CUT&Tag/CUT&Run analysis
===========================================

This page describes how to analyze CUT&Tag/CUT&Run data with **Churros**.
Churros includes `SEACR <https://github.com/FredHutch/SEACR>`_ .
The sample scripts are also available at `Churros GitHub site <https://github.com/rnakato/Churros/tree/main/tutorial/08.CUTandTAG>`_.

.. note::

   | This tutorial assumes using the **Churros** singularity image (``churros.sif``). Please add ``apptainer exec churros.sif`` before each command below.
   | Example: ``apptainer exec churros.sif download_genomedata.sh``

.. contents:: 
   :depth: 3


Get data
------------------------

Here we use CUT&Tag data from `Kaya-Okur et al, Nat Protoc. 2020 <https://www.nature.com/articles/s41596-020-0373-x>`_, which are paired-end.

.. code-block:: bash

    mkdir -p fastq
    for id in SRR12246717 SRR11074240 SRR11074254 SRR11074258 SRR11923224 SRR8754611
    do
        $sing pfastq-dump -t 4 -s $id -O fastq/ --gzip --split-files
    done

| Then download and generate the reference dataset including genome, gene annotation and index files. **Chuross** contains scripts for that: ``download_genomedata.sh`` and ``build-index.sh``.
| Here we specify ``hg38`` for genome build. See :doc:`Appendix` for the detail of genome build.

.. code-block:: bash

    mkdir -p log
    build=hg38      # genome build
    Ddir=Referencedata_$build   # output directory
    ncore=12    # number of CPUs
    # download the genome
    download_genomedata.sh -s $build $Ddir
    # make Bismark index
    build-index.sh -p $ncore bowtie2 $Ddir


Running Churros
------------------------------------------------

Several specific parameters must be specified for CUT&Tag analysis.

- First, adapter trimming is highly recommended in CUT&Tag and can be enabled with the ``--fastqtrimming`` option.
- Second, reads that are typically marked as PCR duplicates should not be filtered out because, in CUT&Tag, they may reflect high target specificity rather than PCR amplification artifacts. The ``--keepdup`` option opts out of the duplicate filtering step.
- Third, here we use the parameter set for mapping recommended by `Kaya-Okur et al, Nat Protoc. 2020 <https://www.nature.com/articles/s41596-020-0373-x>`_.

The resulting command is as follows.


.. code-block:: bash

    build=hg38
    Ddir=Referencedata_$build
    ncore=12

    # Use the following parameters for Bowtie2 mapping
    btparam="--end-to-end --very-sensitive --no-mixed --no-discordant --phred33 -I 10 -X 700"
    churros -p $ncore --keepdup --fastqtrimming --mapparam "$btparam" \
            samplelist.txt samplepairlist.txt $build $Ddir



Running SEACR
------------------------------------------------

SEACR is a peak-calling tool designed for CUT&Tag and CUT&RUN data.
**Churros** has ``churros_SEACR`` command for it.

.. code-block:: bash

    churros_SEACR [Options] <samplelist> <samplepairlist> <Churrosdir> <genometable>
        <samplelist>: List of samples
        <samplepairlist>: List of sample pairs
        <Churrosdir>: Churros output directory
        <genometable>: Path to genome table file
        Options:
            -p <int>: Number of threads (default: 4)

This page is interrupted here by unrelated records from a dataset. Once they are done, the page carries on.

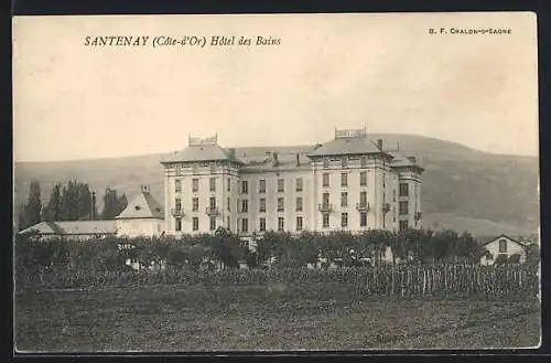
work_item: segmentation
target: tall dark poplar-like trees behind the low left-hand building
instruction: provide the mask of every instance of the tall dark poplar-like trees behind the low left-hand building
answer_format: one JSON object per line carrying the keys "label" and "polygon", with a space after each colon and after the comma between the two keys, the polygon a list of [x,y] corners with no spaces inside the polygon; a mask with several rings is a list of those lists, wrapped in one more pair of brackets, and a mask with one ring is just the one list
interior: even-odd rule
{"label": "tall dark poplar-like trees behind the low left-hand building", "polygon": [[47,203],[42,203],[41,185],[32,181],[26,203],[20,209],[18,228],[24,229],[40,222],[110,220],[122,212],[127,205],[126,193],[107,188],[104,207],[97,211],[96,195],[88,183],[69,180],[66,184],[56,182],[53,185]]}

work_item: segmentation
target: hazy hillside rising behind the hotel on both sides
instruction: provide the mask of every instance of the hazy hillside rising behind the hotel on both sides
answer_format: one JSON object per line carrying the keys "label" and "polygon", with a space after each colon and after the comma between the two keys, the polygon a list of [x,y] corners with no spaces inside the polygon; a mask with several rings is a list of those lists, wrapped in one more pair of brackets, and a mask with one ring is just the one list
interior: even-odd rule
{"label": "hazy hillside rising behind the hotel on both sides", "polygon": [[[398,142],[403,153],[415,156],[423,174],[423,224],[452,227],[474,235],[532,233],[539,225],[538,159],[500,156],[458,143],[411,135],[371,135],[387,148]],[[269,150],[269,148],[267,148]],[[132,197],[149,184],[163,202],[164,154],[65,162],[23,162],[14,170],[15,206],[25,202],[31,180],[36,179],[47,200],[55,181],[78,179],[104,194],[108,186]],[[100,197],[98,197],[100,203]]]}

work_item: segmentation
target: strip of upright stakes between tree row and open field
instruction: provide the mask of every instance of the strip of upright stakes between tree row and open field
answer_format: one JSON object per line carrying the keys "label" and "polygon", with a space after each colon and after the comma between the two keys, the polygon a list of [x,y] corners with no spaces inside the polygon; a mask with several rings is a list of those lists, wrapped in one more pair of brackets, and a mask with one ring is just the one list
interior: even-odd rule
{"label": "strip of upright stakes between tree row and open field", "polygon": [[539,268],[528,265],[399,265],[395,267],[348,267],[333,270],[230,269],[223,271],[173,270],[104,271],[53,269],[48,273],[17,275],[18,290],[36,288],[102,288],[107,286],[240,285],[259,286],[339,284],[355,290],[358,297],[537,297],[540,291]]}

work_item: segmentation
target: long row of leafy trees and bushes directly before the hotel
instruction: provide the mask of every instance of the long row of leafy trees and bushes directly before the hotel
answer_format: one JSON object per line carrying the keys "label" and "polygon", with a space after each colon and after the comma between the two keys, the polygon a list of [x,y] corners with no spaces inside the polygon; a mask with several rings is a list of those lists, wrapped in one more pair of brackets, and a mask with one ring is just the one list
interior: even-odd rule
{"label": "long row of leafy trees and bushes directly before the hotel", "polygon": [[[74,268],[118,270],[130,258],[141,266],[165,265],[170,269],[202,268],[304,268],[309,264],[325,269],[382,265],[478,264],[484,248],[465,232],[371,229],[360,234],[335,232],[268,232],[249,248],[238,235],[218,228],[214,234],[162,237],[108,237],[87,242],[57,238],[33,243],[32,235],[18,235],[18,264],[33,269],[65,261]],[[385,258],[391,249],[391,258]],[[518,264],[496,260],[495,265]],[[527,248],[527,264],[539,263],[539,248]],[[214,265],[213,265],[214,264]],[[85,267],[88,266],[88,267]],[[216,267],[218,266],[218,267]]]}

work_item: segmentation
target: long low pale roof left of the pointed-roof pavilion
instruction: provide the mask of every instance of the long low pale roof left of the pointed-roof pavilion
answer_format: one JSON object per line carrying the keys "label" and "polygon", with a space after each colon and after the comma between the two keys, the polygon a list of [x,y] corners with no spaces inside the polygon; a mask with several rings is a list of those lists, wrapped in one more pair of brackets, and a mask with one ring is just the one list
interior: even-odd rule
{"label": "long low pale roof left of the pointed-roof pavilion", "polygon": [[115,221],[41,222],[19,233],[31,232],[51,235],[115,234],[117,224]]}

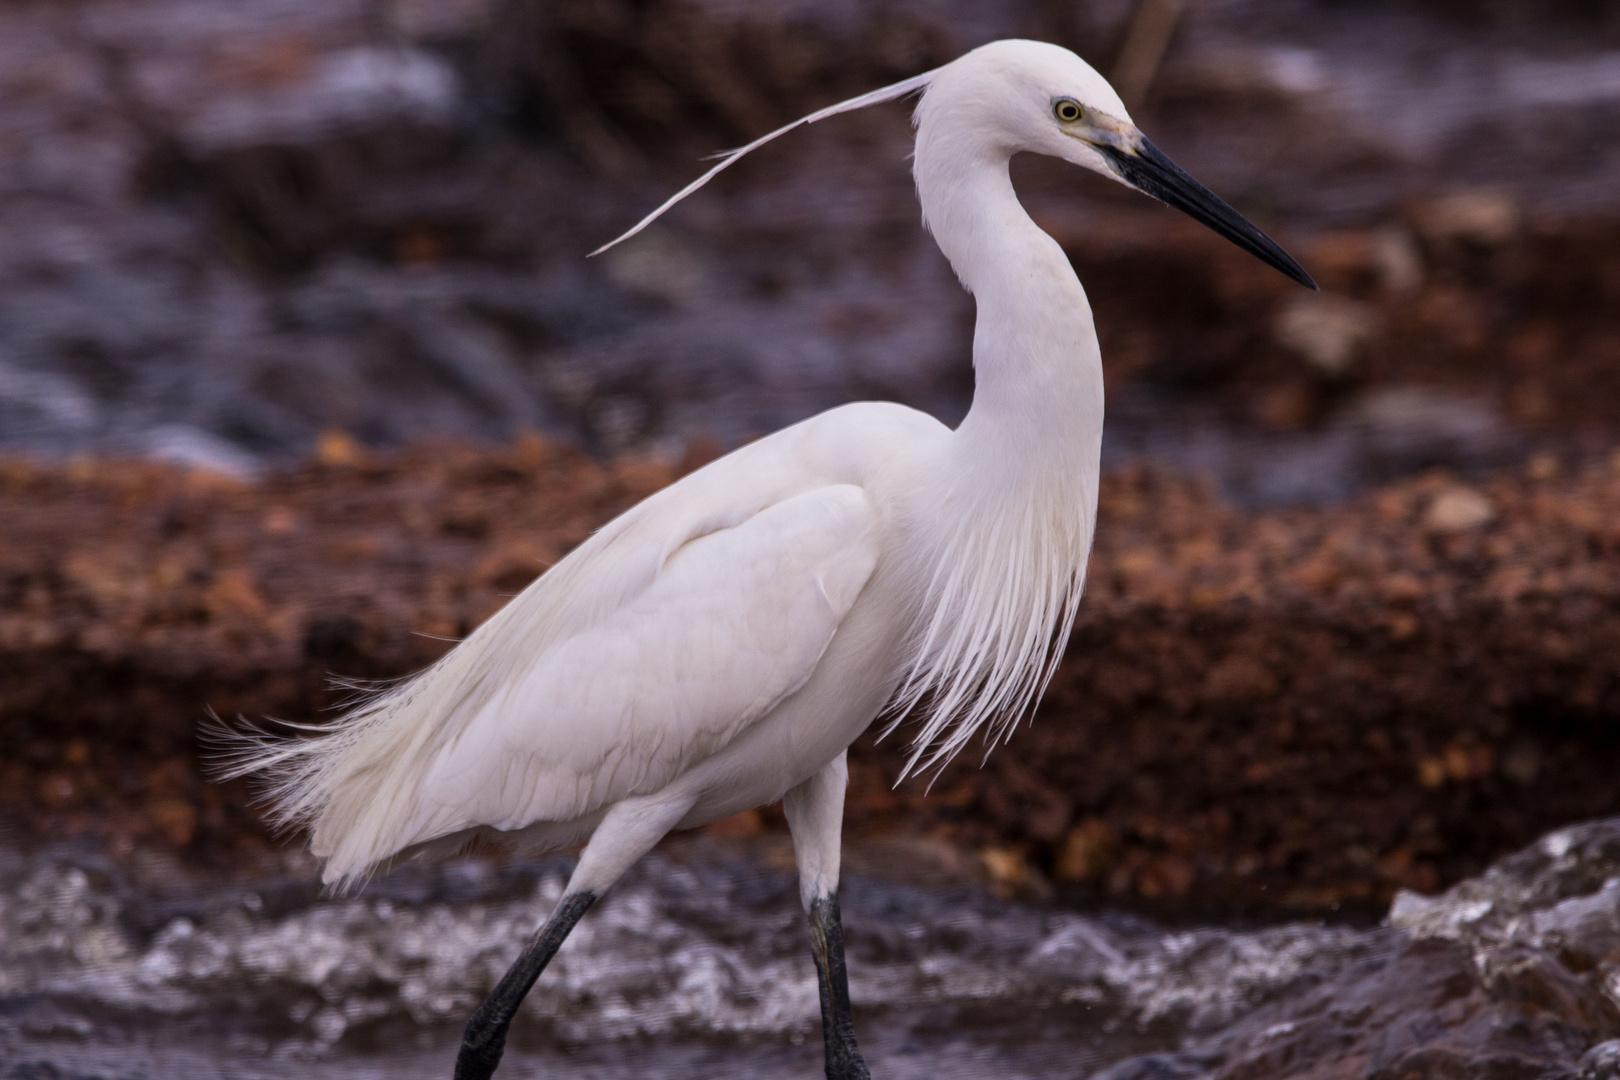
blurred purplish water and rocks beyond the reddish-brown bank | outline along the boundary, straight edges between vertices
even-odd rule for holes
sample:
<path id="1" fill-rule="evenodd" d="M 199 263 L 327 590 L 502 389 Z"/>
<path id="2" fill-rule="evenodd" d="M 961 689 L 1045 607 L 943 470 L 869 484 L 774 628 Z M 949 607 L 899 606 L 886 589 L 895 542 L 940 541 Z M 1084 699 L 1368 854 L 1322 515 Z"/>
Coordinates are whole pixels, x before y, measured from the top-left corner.
<path id="1" fill-rule="evenodd" d="M 980 42 L 1069 45 L 1324 282 L 1021 160 L 1105 340 L 1108 452 L 1247 504 L 1607 440 L 1604 0 L 151 0 L 0 6 L 0 445 L 249 474 L 539 429 L 676 458 L 852 398 L 966 408 L 907 110 L 701 167 Z"/>

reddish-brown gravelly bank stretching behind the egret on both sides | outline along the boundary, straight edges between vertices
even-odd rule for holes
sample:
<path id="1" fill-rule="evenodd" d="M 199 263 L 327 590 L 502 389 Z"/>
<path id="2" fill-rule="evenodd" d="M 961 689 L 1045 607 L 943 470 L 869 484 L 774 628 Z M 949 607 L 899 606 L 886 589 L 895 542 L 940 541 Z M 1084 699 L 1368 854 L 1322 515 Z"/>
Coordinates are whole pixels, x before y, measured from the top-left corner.
<path id="1" fill-rule="evenodd" d="M 695 452 L 688 463 L 697 463 Z M 157 465 L 0 470 L 5 829 L 235 860 L 272 840 L 204 784 L 198 725 L 309 719 L 429 662 L 677 468 L 539 439 L 246 484 Z M 1550 460 L 1332 510 L 1241 513 L 1105 479 L 1069 656 L 1030 725 L 925 793 L 854 751 L 857 847 L 956 852 L 1011 892 L 1165 915 L 1380 913 L 1615 813 L 1620 471 Z M 778 814 L 719 832 L 779 829 Z"/>

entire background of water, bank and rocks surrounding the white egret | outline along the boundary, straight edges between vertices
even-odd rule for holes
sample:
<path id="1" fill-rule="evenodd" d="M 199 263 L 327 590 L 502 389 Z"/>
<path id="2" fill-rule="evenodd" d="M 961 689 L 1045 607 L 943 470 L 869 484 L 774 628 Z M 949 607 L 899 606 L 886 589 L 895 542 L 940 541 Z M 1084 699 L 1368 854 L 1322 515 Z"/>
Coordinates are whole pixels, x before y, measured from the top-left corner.
<path id="1" fill-rule="evenodd" d="M 828 406 L 954 423 L 902 104 L 586 253 L 1011 36 L 1322 291 L 1014 162 L 1098 542 L 988 764 L 852 750 L 875 1072 L 1620 1075 L 1620 2 L 0 0 L 0 1077 L 447 1070 L 567 857 L 322 897 L 199 721 L 420 669 Z M 794 889 L 779 808 L 666 844 L 510 1074 L 816 1075 Z"/>

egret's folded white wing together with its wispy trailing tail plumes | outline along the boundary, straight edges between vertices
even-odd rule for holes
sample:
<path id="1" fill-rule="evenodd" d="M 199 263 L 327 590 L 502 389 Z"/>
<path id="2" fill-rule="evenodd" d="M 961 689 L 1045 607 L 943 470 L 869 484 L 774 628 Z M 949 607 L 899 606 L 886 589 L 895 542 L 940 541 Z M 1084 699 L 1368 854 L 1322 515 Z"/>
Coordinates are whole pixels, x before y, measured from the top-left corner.
<path id="1" fill-rule="evenodd" d="M 275 819 L 309 827 L 340 886 L 463 829 L 659 790 L 810 678 L 876 563 L 863 489 L 750 468 L 791 432 L 611 521 L 321 737 L 248 737 L 227 774 L 267 774 Z"/>

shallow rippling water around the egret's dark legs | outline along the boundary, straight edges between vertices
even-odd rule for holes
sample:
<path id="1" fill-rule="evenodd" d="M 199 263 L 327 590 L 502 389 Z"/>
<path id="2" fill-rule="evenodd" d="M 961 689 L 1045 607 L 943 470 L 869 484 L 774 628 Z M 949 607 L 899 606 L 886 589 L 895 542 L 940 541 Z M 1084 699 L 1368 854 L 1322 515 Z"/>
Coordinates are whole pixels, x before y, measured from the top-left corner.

This command executes the steps below for all samples included in ``samplepairlist``:

    - Sort BAM files by read names (\*.qname.bam).
    - Generates bedGraph files to be used as input for SEACR.
    - Plots the fragment length distribution.
    - If control samples are available, such as IgG, runs SEACR in both stringent and relaxed modes.
    - If control samples are not available, runs SEACR in non-control mode with q < 0.01.


After running ``churros`` above, you can run ``churros_SEACR`` as follows.

.. code-block:: bash

    build=hg38
    Ddir=Referencedata_$build
    gt=$Ddir/genometable.txt

    Churrosdir=Churros_result/$build
    ncore=8

    $sing churros_SEACR -p $ncore samplelist.txt samplepairlist.txt $Churrosdir $gt

    
The results are output in ``Churros_result/hg38/SEACR/``.